Boston Mayor Wu continues push for real estate transfer fee amid industry opposition

Boston is taking another crack at trying to impose a 2% tax on big-ticket real estate transactions, which officials say is a necessary step to fund affordable housing development, but the proposal continues to face resistance from industry groups.

Mayor Michelle Wu appeared before Beacon Hill lawmakers for a second straight year on Wednesday to testify in favor of a home rule petition she filed in 2022, that would add a real estate transfer fee for sales that exceed $2 million.

The seller would incur the fee, with proceeds payable to the City of Boston. The city would then deposit the money into a neighborhood housing trust, for the purpose of furthering housing acquisition, affordability, creation and preservation, and senior-homeowner and low-income-renter stability, the legislation states.

“We’re doing everything we can at the city level,” Wu said, citing efforts to overhaul the city’s zoning code for more housing affordability, provide tax incentives for converting offices into residential buildings, and provide financial assistance to homebuyers.

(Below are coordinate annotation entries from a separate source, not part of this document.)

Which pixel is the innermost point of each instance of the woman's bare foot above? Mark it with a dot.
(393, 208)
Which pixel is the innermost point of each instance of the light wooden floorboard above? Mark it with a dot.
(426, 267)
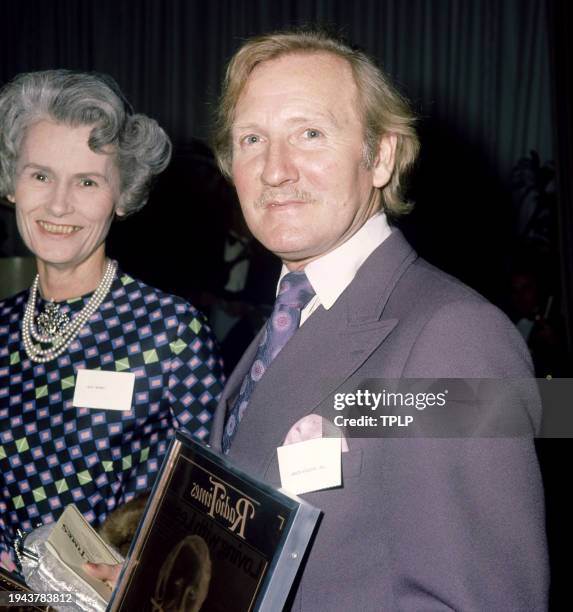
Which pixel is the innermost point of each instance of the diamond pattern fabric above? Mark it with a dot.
(52, 454)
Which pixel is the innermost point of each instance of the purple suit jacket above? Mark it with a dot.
(419, 524)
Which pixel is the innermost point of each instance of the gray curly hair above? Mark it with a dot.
(383, 109)
(141, 148)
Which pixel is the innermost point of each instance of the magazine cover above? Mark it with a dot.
(213, 538)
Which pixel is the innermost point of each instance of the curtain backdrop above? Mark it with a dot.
(480, 65)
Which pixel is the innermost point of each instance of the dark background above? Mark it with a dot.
(491, 81)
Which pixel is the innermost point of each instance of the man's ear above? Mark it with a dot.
(384, 162)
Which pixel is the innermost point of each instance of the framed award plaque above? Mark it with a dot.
(213, 538)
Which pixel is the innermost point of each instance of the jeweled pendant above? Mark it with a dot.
(51, 321)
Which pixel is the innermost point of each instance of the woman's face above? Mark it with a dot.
(65, 194)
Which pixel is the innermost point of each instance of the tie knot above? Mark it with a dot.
(295, 290)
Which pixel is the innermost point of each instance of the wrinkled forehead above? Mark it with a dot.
(319, 80)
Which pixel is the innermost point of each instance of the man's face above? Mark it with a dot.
(298, 157)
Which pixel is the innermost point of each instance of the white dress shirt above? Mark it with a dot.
(332, 273)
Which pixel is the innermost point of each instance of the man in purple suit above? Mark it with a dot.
(317, 141)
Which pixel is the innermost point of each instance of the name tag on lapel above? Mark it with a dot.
(310, 465)
(104, 390)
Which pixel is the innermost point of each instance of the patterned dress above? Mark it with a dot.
(53, 454)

“But the one powerful tool that remains out of reach without legislative and gubernatorial approval is a transfer fee,” the mayor added at a Joint Committee on Revenue hearing at the State House.

In her testimony for the proposed bill, H.2793, Wu cited statistics that show roughly half of renters, and more than 40% of households, are cost-burdened, meaning that they pay more than 30% of their income on housing costs.

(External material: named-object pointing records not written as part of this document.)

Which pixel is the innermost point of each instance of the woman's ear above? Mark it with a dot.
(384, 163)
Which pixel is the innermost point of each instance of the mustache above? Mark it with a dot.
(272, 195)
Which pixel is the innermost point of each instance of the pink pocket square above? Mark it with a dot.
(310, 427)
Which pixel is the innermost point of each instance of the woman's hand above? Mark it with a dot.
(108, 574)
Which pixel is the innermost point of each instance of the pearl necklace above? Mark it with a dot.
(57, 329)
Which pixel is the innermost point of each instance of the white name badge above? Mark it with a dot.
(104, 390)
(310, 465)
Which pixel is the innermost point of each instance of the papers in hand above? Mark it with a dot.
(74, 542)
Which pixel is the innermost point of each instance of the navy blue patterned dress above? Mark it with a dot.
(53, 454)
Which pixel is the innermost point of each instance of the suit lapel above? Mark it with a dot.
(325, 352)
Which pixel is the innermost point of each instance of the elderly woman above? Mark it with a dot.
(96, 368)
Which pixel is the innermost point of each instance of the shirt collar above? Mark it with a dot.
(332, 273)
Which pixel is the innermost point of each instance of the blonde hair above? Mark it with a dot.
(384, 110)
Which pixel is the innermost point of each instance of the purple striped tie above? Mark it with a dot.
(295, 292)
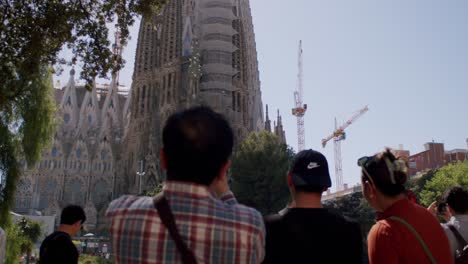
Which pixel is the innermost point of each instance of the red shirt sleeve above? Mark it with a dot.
(381, 246)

Rising housing costs are “deepening racial and socioeconomic disparities,” she added, pointing to stats that show nearly 60% of renters of color are cost-burdened compared to 38% of white renters.

A “modest 2% transfer fee,” Wu said, would translate to $10,000 for a $2.5 million property sale. Based on 2021 data, the fee would have affected roughly 7% of sales that occurred that year, and generated up to $100 million in local revenue, she said.

“Revenue raised through this fee will help us build supportive housing and ensure that our seniors can stay in their homes,” Wu said. “It will help build new homes for families who have been forced out by skyrocketing prices and make it possible for more first-time homebuyers to put down roots and raise their families here in Boston.”